Does that really work?

And what in tarnation does this have to do with software?

The answer to the first question is “Sometimes yes, sometimes no.”

For the answer to the second question…

keep reading.

Data and entropy

Except when a catastrophic event is involved, data usually doesn’t get dirty all at once. What usually happens is that data picks up dirt slowly as it moves through your business processes. A mis-spelled name here, an unnoticed department, or even telephone area code, split there, a shelf full of address changes that don’t get applied when they should.

But… attention to the dirty data usually gets paid all of a sudden, all at once. Budget and resources are suddenly provided, and, as a result, instant cleanup of all types of dirt is expected in one action.

The expectations here are usually your boss’s. S/he may even know a lot about data, but right now s/he has a pressing business need to fix a pressing business problem and isn’t thinking about the data at all.

You can sort-of-fulfill this expectation by applying a number of different data transformations and other cleansing actions in one ETL process.

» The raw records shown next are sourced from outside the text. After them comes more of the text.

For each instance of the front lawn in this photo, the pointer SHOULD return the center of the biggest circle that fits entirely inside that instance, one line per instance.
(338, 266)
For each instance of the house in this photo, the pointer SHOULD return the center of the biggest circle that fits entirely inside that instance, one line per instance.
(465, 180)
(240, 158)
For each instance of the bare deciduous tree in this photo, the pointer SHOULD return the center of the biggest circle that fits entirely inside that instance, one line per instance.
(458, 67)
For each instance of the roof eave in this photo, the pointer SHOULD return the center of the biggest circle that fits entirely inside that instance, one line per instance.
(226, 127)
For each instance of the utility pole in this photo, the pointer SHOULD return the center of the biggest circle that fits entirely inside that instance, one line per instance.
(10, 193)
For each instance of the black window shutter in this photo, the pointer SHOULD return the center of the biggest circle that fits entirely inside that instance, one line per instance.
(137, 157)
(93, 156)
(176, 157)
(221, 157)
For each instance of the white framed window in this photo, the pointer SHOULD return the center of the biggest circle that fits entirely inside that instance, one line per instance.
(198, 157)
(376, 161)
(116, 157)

From the outside, it looks like you’ve waved a magic wand and done a single, simple thing to cleanse the data. One click to start that process.

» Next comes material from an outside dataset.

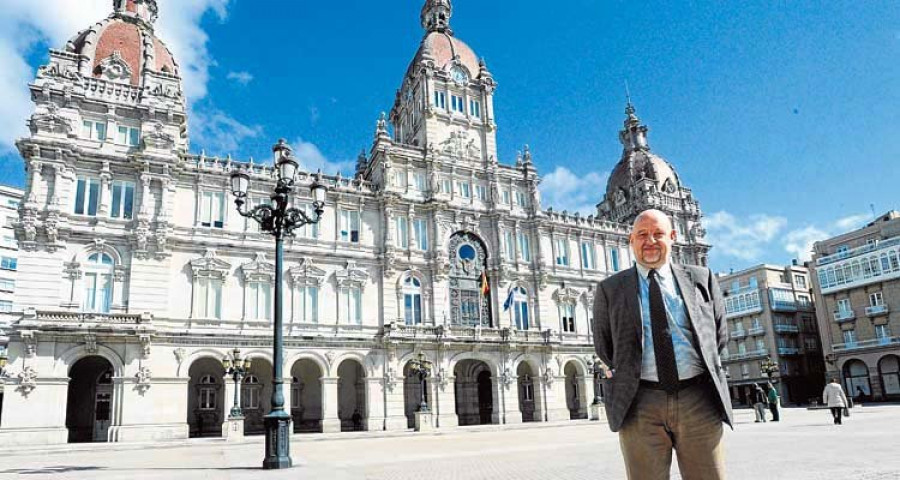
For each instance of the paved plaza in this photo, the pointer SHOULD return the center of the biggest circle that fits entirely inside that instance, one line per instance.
(803, 446)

Internally, you know that you’re taking many small steps to go that large distance. More importantly, you know that the analysis to figure out each of those steps was a separate effort.

Most importantly, you know that — however many steps you added to that process — you could always add more, the data is never 100% clean. You start with the low-hanging fruit, where a simple algorithm will take care of a large number of anomalous rows, and you keep going for as long as you have resources.

Wait a sec.

Did I just say most importantly? Actually there’s something even more important: You also know that there are some types of anomalies that cannot be adjusted without user intervention. The most your ETL process can do is point out the data elements that appear to be in conflict to somebody human; it can’t adjust them automatically.

I don’t know how many anomalies of this type appear in your environment, but I’ve got hundreds of examples for you.

Here’s just one: a student’s US enrollment date is > the student’s State enrollment date. This is a physical impossibility, but — assuming both dates pass other checks, such as being within reasonable bounds and in proper relationship to the student’s birthdate and our District enrollment date — our software can’t know which of the two dates needs to be corrected.

It’s easy to say “this should have been validated on input”, but often it’s not and there’s nothing we can do about it now. The typical reasons are integration with an external system and/or a vendor-supplied input interface we can’t adjust.

The answer is to get users involved in the data cleanup.

SSRS and self-service data anomaly cleanup

So it was that I turned my attention to the possibility of using a data-driven SSRS subscription — rather than an inward-facing, SSIS process — to enlist users’ help, and focus user attention, on various identified anomalies.

It’s been pretty successful so far, and I thought I’d write out the details of how it works for you folks. It’s dead easy to do, once you get the hang of it, and even easier to improve over time.

1. Write queries to provide data sets showing the anomalous rows, one query/data set per anomaly type.

These queries are usually very basic. Each one has a WHERE clause that compares two or more elements, and allows you to filter to rows in which this comparison doesn’t give expected results.

Identify some common columns that users will need to pursue every cleanup action, and make sure to include these in every SELECT clause. In our case, this means each data set has a Student ID, a Student Name, and the student’s current School and Grade.

Then, for each dataset, add the columns that need to be compared and evaluated to adjust the anomalous row. These columns, different for each data set, will almost always match the ones in the WHERE clause, plus a few more as background information. Using the above example, I’d include the various dates we have for this student. I might include few extra, such as birthdate, that are not directly involved in the anomaly, if they will offer useful background information.

In some cases — not in the example I’ve given — users will also benefit by having some audit information, such as which user last changed this row. Include these as needed, too.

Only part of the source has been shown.